Amongst hundreds of published authors are the Australians Michael Crane, the late Jas H. Duke, Geoffrey Gates, Antigone Kefala, Rudi Krausmann, Ania Walwicz, and from Austria Manfred Chobot, Margret Kreidl, and Erika Kronabitter, to name but a few. Gangway also first published works in translation, e.g. from Australian poet Amanda Stewart, and Austrian poet Ingeborg Bachmann. Some of the contemporary writers recently featured in Gangway No. 40 – Expatriations: The expatriate edition, were: Vahni Capildeo, Ken Edwards, Laurie Duggan, Louis Armand, and David Miller. A complete list of all Gangway authors is maintained online.

== Editors ==
=== Contributing editors ===
- Petra Ganglbauer (Vienna). Reviews editor since 2000.
- Andrea Bandhauer (Sydney). Co-editor from 1998 to 2000.
- Lisa Fischnaller (Linz). Contributing editor from 1999 to 2003.
- Mike Markart (Styria). Contributing editor from 1999 to 2003.

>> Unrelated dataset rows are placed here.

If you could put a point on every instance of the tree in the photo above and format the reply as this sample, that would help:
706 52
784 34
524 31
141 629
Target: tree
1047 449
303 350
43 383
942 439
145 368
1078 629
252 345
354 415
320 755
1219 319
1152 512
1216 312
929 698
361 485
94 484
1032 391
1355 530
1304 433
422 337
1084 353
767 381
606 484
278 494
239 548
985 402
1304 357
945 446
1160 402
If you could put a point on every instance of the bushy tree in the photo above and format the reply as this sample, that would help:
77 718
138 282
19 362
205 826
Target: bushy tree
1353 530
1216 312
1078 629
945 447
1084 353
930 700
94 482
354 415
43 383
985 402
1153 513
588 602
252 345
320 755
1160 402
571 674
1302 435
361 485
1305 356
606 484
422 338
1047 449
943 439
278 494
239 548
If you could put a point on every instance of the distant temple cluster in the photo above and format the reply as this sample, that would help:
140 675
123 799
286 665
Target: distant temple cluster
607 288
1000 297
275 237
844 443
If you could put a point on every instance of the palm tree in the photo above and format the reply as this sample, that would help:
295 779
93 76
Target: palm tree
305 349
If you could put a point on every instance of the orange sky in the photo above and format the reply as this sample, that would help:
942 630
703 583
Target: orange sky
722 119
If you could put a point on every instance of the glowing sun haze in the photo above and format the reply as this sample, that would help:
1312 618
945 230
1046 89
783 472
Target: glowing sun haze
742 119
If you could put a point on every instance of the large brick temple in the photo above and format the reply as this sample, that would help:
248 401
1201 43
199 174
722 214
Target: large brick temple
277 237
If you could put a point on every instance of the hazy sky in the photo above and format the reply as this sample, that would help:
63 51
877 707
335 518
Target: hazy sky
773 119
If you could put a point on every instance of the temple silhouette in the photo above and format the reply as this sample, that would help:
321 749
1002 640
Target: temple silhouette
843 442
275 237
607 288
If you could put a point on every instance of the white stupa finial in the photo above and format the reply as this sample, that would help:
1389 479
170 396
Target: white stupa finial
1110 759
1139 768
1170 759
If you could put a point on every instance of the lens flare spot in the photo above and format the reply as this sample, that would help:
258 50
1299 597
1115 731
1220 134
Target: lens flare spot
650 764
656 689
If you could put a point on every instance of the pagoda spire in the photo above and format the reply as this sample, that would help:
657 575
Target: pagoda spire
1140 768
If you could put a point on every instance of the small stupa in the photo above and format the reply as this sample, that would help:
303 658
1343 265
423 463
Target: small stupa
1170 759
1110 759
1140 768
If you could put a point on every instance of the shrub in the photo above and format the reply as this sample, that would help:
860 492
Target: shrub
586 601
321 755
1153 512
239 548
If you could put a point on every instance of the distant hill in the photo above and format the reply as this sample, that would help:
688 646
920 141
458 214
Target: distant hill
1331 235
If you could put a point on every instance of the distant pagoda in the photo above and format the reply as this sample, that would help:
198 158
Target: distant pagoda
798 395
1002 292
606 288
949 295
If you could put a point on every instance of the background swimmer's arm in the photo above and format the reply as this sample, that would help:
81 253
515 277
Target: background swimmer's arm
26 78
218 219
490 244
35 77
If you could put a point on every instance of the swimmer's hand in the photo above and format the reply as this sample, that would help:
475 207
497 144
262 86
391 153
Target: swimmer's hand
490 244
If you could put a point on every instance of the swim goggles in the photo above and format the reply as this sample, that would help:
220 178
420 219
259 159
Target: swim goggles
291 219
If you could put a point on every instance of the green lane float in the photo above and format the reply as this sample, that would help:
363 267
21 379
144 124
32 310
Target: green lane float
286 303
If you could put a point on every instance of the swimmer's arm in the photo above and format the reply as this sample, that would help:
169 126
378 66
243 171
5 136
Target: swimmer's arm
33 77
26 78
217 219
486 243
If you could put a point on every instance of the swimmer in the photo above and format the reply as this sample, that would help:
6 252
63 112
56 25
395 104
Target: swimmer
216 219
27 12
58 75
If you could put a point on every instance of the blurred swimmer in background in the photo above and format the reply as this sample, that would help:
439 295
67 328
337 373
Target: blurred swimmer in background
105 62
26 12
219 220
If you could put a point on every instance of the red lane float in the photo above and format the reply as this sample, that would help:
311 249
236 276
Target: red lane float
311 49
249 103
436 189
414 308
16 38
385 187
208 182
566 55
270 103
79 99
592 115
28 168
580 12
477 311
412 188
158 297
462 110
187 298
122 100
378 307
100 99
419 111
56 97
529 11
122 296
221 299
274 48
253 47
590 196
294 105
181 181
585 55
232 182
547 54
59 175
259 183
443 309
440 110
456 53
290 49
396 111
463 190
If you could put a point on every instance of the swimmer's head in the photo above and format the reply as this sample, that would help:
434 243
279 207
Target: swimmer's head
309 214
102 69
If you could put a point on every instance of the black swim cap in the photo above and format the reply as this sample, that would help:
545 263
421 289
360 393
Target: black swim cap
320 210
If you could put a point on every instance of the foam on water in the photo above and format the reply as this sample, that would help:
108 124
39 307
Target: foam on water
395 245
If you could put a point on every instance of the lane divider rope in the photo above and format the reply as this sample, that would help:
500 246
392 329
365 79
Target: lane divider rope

- Clare Moss (Sydney). Co-editor in 2001.

=== Guest editors ===
- Shane Jesse Christmass (Newcastle). Guest editor in 2002.
- Hop Dac (Newcastle). Guest editor in 2002.
- Cyril Wong (Singapore). Guest editor in 2005.
- Tatjana Lukić (born 1959; died 2008 in Canberra). Guest editor in 2005/2006.
- Gabriele Pötscher (Graz). Guest editor in 2007.
- Walter Hölbling (Graz). Guest editor in 2007.
- Andrea Ghoneim-Rosenauer (Vienna/Cairo). Guest editor in 2008.
- Michael Haeflinger (Berlin). Guest editor in 2009.
- Helen Lambert (Sydney/Dublin). Guest editor in 2010.
- Andrew Madigan (Al Ain, UAE). Guest editor in 2011.
- Karin Seidner-Macke (Vienna). Guest editor in 2012.
- Bev Braune (Sydney). Guest editor in 2014.